Adherence to traditional resuscitation formulae for thermal burns can result in insufficient fluid administration. Administration of large volumes of fluid (often much larger than initially appreciated) may be required to compensate for large internal fluid losses into damaged tissues. Haemodilution from aggressive administration of crystalloid may require blood transfusion to ensure adequate circulating haemoglobin
Early establishment of invasive monitoring is useful to assess and guide fluid resuscitation.
Analgesia is required for all patients with electrical thermal injuries. Cutaneous burns should be photographed, dressed and where appropriate elevated. Plastic surgical consultation is required but should not delay or interfere with ongoing resuscitation.
Compartment syndrome should be actively sought but can be difficult to distinguish from muscle ischaemia secondary to vascular injury. Vasospasm of limb arteries may be transient but arterial thrombosis may present with distal ischaemia and infarction. Distal pulses, limb temperature and pain should be assessed regularly. Vessel injury requires vascular surgery consultation.
Skeletal muscle damage results in electrolyte derangement and myoglobin release. Serum potassium, phosphate, calcium and creatine phosphokinase measurements are necessary and should be repeated if rhabdomyolysis is a possibility. Hyperkalaemia poses the main threat to myocardial stability.

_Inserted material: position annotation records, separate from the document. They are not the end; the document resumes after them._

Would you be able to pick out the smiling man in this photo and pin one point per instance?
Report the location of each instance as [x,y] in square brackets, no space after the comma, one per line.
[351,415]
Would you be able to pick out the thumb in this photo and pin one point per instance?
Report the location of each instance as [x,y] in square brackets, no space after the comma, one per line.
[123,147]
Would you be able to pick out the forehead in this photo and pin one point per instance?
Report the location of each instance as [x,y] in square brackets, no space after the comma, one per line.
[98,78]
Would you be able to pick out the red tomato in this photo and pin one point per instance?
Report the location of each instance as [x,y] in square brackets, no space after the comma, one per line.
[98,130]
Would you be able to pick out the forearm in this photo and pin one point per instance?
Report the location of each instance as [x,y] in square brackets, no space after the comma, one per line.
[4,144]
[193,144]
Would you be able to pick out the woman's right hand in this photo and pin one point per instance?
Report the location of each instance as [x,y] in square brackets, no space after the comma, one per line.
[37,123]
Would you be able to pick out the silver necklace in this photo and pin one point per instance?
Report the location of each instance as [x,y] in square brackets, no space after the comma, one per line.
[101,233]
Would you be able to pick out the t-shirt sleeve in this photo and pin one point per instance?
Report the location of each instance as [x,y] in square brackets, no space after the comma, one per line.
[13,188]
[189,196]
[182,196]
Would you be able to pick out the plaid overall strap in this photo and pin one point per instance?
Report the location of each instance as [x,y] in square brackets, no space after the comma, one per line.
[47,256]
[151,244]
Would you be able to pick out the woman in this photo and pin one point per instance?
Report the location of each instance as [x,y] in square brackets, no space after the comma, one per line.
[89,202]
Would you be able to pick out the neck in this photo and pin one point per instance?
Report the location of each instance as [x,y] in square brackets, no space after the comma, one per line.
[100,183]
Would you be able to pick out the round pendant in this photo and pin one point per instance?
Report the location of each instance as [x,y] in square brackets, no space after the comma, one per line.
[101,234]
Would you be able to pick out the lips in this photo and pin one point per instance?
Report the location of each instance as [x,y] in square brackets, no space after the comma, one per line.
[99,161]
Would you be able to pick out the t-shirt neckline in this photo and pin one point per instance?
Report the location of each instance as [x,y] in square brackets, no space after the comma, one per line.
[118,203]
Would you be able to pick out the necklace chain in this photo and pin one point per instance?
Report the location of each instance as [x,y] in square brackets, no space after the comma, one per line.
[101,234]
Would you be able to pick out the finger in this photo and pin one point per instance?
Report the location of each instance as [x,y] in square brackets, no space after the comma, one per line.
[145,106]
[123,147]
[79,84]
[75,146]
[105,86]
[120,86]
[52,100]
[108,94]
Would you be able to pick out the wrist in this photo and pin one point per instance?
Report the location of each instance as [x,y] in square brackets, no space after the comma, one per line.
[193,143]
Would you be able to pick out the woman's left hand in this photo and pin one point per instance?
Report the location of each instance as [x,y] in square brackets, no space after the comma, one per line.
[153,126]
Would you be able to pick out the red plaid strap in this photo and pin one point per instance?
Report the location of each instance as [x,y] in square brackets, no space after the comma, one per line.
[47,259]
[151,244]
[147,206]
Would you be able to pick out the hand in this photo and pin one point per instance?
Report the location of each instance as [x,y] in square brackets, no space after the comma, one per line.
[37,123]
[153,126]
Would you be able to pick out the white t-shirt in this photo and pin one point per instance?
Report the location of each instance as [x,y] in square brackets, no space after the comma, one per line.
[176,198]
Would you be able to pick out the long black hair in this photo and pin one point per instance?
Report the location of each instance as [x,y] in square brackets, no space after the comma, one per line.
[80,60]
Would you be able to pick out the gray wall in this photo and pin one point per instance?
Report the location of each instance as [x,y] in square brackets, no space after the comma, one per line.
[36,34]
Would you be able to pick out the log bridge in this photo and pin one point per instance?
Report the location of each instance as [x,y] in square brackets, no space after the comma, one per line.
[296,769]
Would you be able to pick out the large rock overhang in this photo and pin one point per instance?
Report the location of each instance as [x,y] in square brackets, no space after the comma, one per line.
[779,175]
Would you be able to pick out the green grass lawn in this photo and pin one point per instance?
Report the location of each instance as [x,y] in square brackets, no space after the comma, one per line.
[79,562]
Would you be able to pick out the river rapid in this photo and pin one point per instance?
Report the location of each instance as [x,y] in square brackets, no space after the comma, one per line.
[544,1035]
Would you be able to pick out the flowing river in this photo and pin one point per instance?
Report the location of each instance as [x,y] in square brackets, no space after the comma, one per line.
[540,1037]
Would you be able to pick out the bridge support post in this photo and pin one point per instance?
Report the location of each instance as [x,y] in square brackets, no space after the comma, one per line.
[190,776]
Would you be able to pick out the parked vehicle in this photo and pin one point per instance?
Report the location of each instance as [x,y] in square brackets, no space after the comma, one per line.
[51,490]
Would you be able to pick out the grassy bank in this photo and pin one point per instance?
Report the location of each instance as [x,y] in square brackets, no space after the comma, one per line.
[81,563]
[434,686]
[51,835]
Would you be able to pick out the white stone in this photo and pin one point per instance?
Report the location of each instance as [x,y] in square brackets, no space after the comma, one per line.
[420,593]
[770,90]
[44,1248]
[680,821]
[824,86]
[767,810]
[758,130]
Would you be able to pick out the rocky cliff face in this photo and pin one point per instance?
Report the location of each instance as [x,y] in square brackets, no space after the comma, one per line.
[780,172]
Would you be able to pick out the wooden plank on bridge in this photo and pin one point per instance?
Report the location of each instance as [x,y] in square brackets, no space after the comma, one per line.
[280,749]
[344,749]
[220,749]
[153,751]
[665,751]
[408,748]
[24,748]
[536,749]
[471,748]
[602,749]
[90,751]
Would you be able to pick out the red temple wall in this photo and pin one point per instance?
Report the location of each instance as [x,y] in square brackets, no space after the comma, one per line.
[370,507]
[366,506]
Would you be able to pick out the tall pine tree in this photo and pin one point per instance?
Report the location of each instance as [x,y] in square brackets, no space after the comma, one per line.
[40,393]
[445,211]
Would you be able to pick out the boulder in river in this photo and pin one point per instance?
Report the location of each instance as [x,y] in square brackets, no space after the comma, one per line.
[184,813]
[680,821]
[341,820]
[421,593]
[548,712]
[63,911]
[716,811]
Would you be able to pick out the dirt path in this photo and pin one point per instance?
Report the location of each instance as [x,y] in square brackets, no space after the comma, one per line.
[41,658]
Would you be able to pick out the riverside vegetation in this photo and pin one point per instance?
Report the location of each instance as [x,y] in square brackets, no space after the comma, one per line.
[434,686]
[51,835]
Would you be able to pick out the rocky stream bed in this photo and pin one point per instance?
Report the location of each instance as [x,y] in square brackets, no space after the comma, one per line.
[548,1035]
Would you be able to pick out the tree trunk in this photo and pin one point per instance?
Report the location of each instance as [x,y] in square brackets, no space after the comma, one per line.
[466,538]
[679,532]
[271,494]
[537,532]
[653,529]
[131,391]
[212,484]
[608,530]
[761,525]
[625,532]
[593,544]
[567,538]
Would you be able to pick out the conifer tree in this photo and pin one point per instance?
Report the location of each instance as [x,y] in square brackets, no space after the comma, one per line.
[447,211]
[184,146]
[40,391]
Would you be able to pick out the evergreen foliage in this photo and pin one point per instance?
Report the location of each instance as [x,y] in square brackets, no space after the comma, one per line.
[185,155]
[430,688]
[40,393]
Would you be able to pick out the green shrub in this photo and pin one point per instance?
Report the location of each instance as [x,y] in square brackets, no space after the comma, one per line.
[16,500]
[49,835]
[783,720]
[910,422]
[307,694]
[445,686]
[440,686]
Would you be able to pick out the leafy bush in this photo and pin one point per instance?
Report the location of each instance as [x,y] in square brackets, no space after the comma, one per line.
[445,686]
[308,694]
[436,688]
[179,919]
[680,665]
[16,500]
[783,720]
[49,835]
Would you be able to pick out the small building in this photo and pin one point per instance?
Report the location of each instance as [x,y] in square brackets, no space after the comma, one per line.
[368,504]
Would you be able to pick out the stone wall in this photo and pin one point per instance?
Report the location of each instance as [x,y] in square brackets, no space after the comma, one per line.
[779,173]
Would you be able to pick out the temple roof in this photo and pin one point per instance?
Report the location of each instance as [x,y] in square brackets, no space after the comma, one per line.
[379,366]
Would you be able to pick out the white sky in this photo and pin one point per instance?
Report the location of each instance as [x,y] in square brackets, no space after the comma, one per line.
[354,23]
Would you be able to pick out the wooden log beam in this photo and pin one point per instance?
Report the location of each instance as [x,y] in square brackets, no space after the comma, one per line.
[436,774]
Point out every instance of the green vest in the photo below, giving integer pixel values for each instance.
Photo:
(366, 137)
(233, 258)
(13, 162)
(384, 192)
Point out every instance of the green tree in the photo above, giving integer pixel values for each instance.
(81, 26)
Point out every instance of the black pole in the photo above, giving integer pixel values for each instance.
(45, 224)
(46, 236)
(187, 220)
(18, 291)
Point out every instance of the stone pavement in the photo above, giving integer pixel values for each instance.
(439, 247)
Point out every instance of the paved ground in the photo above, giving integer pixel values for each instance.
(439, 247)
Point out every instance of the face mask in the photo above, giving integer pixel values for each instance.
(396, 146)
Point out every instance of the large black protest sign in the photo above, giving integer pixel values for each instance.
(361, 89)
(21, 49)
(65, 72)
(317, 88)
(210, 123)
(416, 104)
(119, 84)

Myoglobin release produces a brown discolouration of the urine and impairs renal tubular function. Dipstick analysis of urine will demonstrate a false positive finding for haematuria in the presence of myoglobin. Maintenance of adequate renal perfusion by restoring circulating volume and blood pressure helps to prevent renal failure. Alkalisation of the urine may also have a role. Ultimately if renal failure ensues, haemofiltration may be required.
Severely burned patients demonstrate evidence of the systemic inflammatory response syndrome (SIRS). SIRS may develop with resulting multi organ dysfunction. Early effective resuscitation of the patient with severe electrical injury may reduce the severity of multi organ dysfunction and failure.
Patients who have suffered a domestic shock, without visible injury and have a normal ECG can be safely discharged from the emergency department.
The presence of arrhythmias should lead to a period of monitored observation. Women who are more than 22 weeks pregnant should undergo obstetric assessment.
Electrical burns should be managed like any other burn, but the threshold for admission and review should be lower as the burns are often deeper than purely thermal burns.
- The extent of injury underneath an electrical burn is often under-estimated.
- A patient who has suffered a lightning strike can be difficult to diagnose. They are often found outside in an acutely confused state in stormy weather.
Occupational injuries may lead to investigation by the Health and Safety Executive, or similar regulatory bodies. Good note keeping is essential in case statements are required.